The island of Trinidad was a Spanish colony from the arrival of Christopher Columbus in 1498 to the surrender of the Spanish Governor, Don José Maria Chacón, on the arrival of a British fleet of 18 warships on February 18, 1797. During the same period, the island of Tobago was shuffled between Spanish, British, French, Dutch and Courlander colonizers. Trinidad and Tobago eventually ceded to Britain in 1802 under the Treaty of Amiens and the country obtained independence in 1962, becoming a republic in 1976. While their road to independence seems pretty straightforward, the road was a lot longer than meets the eye and each island has their own unique story.

Both Trinidad and Tobago were originally settled by Amerindians of South American origin and Trinidad was first settled at least 7,000 years ago, making it the earliest settled part of the Caribbean. Its first big settler was Christopher Columbus on July 31, 1498 and then was subsequently entered by explorers Antonio de Sedeno in the 1530s and Walter Raleigh in 1595. In the 1700s, Trinidad was still mostly forest, populated by a few Spaniards with a handful of slaves and a few thousand Amerindians. Because Trinidad was considered under-populated, Roume de St. Laurent, a Frenchman living in Grenada, was able to obtain a Cédula de Población from the Spanish king Charles III in 1783, which granted free lands to Roman Catholic foreign settlers and their slaves in Trinidad willing to swear allegiance to the Spanish king.

These land grants brought in many new settlers and the population of capital city Port of Spain increased from under 3,000 to 10,422 in five years. Trinidad became a British crown colony with a French-speaking population and Spanish laws in 1797 and the conquest and formal ceding of the country in 1802 led to an influx of settlers from England and the British colonies of the Eastern Caribbean. While under British rule, new estates were created and slave importation increased to help the development of the land into highly profitable sugar-cane estates. However, mass importation of slaves was still limited and hindered by abolitionist efforts in Britain and slavery was eventually outlawed in 1833. Although emancipation had been achieved, owners were still in severe need of labor and the British filled this need by instituting a system of indenture, which brought in various nationalities including Chinese and Portuguese.

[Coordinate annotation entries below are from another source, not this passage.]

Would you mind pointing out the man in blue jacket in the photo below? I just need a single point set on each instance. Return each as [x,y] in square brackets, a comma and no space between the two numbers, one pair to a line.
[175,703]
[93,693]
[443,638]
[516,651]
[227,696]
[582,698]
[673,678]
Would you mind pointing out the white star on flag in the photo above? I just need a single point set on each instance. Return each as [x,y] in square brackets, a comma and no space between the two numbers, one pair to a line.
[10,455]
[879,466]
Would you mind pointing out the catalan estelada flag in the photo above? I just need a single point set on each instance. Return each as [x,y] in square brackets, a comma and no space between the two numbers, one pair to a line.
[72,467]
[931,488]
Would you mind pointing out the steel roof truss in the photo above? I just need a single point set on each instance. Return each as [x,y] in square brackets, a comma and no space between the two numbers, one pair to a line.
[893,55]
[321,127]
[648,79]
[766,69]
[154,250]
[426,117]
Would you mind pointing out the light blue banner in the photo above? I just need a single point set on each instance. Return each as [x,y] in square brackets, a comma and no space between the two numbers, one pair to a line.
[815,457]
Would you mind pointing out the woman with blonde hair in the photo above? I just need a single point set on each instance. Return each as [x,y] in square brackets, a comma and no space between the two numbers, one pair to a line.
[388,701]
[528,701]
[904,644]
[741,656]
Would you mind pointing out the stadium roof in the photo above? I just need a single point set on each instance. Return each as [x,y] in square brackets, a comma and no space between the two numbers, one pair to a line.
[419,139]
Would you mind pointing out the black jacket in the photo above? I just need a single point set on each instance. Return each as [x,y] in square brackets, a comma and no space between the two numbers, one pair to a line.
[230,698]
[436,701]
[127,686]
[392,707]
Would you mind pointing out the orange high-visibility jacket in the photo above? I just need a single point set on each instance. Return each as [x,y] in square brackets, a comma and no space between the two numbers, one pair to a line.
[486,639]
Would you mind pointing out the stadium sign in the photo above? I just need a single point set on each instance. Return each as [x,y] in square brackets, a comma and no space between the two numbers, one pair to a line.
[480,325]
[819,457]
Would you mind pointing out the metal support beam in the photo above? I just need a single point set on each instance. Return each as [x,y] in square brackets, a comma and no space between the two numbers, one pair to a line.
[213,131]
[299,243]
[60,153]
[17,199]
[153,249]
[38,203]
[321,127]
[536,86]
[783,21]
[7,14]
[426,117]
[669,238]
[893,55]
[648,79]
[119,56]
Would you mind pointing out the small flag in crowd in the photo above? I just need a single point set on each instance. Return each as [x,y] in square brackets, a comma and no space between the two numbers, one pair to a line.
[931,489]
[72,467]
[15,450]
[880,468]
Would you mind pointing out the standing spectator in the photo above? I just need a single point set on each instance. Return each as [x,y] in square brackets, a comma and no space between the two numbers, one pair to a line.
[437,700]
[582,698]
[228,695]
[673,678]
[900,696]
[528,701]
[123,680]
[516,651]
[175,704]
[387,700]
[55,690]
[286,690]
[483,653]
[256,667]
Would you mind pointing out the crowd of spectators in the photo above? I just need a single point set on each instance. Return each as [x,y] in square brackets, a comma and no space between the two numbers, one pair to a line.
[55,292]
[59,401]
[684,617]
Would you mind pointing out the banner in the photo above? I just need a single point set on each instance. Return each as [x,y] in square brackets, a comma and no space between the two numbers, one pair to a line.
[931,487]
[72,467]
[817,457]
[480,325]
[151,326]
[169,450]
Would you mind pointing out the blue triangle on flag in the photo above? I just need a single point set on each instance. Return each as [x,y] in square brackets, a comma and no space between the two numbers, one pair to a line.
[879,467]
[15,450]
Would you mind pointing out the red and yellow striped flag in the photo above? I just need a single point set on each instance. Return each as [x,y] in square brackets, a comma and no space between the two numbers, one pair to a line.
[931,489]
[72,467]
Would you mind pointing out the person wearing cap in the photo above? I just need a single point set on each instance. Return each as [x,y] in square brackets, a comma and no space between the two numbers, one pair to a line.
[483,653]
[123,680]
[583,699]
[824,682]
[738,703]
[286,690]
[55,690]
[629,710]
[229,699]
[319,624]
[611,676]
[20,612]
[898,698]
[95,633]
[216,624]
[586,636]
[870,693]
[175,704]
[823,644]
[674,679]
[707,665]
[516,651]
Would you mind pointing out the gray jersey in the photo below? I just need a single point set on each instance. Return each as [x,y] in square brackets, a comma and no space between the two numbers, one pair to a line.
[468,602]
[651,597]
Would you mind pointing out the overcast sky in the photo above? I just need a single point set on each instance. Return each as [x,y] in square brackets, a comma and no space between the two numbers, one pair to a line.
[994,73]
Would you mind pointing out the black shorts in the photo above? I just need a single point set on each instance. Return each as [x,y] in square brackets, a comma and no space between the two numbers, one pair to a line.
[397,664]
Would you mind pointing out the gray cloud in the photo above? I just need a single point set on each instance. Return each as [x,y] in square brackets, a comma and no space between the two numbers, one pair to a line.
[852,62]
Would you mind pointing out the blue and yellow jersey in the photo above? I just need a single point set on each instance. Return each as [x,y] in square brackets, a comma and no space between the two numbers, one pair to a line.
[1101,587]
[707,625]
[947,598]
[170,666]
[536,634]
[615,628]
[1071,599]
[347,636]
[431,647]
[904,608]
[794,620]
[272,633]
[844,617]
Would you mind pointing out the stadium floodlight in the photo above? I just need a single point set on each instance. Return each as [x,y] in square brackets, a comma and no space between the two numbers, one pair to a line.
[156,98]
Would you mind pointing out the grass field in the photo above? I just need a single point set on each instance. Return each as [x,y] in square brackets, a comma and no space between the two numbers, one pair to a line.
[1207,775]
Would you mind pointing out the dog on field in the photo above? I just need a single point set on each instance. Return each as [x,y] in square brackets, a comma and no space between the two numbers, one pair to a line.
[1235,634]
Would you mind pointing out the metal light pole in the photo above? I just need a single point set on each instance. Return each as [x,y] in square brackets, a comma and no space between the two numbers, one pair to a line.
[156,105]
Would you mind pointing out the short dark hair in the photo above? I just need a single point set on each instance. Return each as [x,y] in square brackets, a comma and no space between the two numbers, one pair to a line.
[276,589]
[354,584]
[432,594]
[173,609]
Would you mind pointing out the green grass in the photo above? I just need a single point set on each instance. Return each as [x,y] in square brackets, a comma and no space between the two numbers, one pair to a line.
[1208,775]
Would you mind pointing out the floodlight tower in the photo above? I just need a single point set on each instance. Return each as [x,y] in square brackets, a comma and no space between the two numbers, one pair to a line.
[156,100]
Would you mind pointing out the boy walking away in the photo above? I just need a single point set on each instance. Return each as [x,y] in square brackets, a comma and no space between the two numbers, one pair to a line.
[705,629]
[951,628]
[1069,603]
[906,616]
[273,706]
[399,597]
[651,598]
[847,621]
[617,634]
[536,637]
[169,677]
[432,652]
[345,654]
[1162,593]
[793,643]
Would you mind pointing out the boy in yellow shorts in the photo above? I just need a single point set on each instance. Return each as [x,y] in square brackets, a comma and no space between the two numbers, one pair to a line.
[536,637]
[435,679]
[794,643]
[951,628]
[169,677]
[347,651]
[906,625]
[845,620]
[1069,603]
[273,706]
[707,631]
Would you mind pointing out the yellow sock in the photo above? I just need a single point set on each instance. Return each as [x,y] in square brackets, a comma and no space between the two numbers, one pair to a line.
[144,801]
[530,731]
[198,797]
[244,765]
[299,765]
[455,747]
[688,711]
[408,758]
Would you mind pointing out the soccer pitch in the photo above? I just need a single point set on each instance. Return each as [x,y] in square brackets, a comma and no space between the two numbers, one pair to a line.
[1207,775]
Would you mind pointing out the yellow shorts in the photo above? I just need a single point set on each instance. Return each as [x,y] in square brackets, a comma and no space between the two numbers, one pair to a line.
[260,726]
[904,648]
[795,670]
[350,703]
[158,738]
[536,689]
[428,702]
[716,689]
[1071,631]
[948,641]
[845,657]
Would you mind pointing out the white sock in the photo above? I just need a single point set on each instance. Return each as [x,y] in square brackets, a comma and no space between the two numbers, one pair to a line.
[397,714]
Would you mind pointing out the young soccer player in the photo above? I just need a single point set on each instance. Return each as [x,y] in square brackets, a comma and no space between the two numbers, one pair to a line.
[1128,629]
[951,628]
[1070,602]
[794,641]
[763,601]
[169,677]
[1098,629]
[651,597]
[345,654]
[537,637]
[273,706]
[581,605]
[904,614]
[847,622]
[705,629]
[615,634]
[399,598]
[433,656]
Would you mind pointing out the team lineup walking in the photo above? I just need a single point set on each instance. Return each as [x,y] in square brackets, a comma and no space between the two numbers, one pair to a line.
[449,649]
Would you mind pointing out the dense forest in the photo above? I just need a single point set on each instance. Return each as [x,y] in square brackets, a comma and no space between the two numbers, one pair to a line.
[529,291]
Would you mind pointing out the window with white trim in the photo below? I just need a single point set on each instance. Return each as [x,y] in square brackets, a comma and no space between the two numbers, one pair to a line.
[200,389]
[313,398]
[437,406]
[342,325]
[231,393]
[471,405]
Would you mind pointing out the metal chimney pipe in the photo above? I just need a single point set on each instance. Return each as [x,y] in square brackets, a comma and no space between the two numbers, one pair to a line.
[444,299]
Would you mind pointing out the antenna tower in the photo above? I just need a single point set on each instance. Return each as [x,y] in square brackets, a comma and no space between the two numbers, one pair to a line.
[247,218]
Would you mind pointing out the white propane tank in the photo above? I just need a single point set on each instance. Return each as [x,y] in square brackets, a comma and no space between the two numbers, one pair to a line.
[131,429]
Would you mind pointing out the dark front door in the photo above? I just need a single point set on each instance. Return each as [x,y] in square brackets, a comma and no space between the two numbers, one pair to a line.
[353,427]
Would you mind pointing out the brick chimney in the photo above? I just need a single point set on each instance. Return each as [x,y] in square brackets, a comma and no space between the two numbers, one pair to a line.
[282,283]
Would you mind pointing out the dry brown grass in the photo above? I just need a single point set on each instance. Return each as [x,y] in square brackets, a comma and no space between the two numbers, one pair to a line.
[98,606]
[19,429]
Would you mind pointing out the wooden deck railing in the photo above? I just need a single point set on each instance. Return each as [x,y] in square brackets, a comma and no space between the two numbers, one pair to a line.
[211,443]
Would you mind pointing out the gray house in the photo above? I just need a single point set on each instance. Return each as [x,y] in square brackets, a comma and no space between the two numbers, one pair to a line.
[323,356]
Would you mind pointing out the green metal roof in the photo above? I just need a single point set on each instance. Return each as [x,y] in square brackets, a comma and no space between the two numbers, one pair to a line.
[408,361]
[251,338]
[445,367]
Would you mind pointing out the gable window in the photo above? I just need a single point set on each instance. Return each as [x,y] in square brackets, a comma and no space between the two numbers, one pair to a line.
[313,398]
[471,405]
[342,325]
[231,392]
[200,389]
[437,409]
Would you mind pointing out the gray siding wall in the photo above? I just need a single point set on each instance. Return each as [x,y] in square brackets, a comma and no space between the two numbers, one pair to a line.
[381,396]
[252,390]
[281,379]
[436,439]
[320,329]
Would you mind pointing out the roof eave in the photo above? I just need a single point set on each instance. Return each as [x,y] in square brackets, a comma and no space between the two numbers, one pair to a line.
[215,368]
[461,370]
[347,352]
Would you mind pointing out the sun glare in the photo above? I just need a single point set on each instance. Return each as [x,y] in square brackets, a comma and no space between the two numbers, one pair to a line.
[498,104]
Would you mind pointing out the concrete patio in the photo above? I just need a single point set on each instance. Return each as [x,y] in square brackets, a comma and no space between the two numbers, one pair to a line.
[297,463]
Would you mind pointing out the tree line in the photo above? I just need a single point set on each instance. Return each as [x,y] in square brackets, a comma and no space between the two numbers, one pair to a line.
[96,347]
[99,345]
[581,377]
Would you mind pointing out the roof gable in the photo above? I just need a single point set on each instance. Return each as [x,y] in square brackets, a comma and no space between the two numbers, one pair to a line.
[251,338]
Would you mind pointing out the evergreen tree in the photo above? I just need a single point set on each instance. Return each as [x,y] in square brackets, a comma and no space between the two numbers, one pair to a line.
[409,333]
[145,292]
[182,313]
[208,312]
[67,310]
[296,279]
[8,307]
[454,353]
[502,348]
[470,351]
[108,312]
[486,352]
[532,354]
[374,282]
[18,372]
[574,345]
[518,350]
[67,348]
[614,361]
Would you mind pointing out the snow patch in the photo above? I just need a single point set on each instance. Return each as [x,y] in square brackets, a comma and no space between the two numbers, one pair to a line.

Other nationalities remained indentured servants for much of the next 50 years and helped in the development of the cacao or cocoa crop, which contributed greatly to the economic earnings in the late 19th and early 20th century. After the collapse of the cacao crop (due to disease and the Great Depression, petroleum increasingly came to dominate the economy and remains a large part today.

The island of Tobago also has a story, but it isn't as long and drawn out as Trinidad's. Columbus reported seeing Tobago on the distant horizon in 1498, naming it Bellaforma, but he did not land on the island. The Dutch and the Courlanders, people from the small area of Courland and Semigallia in modern day Latvia, established themselves in Tobago in the 16th and 17th centuries and produced tobacco and cotton. Over the centuries, Tobago was passed between Spanish, British, French, Dutch and Courlander colonizers, but Britain consolidated its hold on both islands during the Napoleonic Wars, and they were combined into the colony of Trinidad and Tobago in 1889.

History buffs and tourists alike will delight in the mixed culture that now populates Trinidad and Tobago, the result of a long history of settlers and colonization. No matter your desires, you are sure to have a memorable trip in this diverse island nation.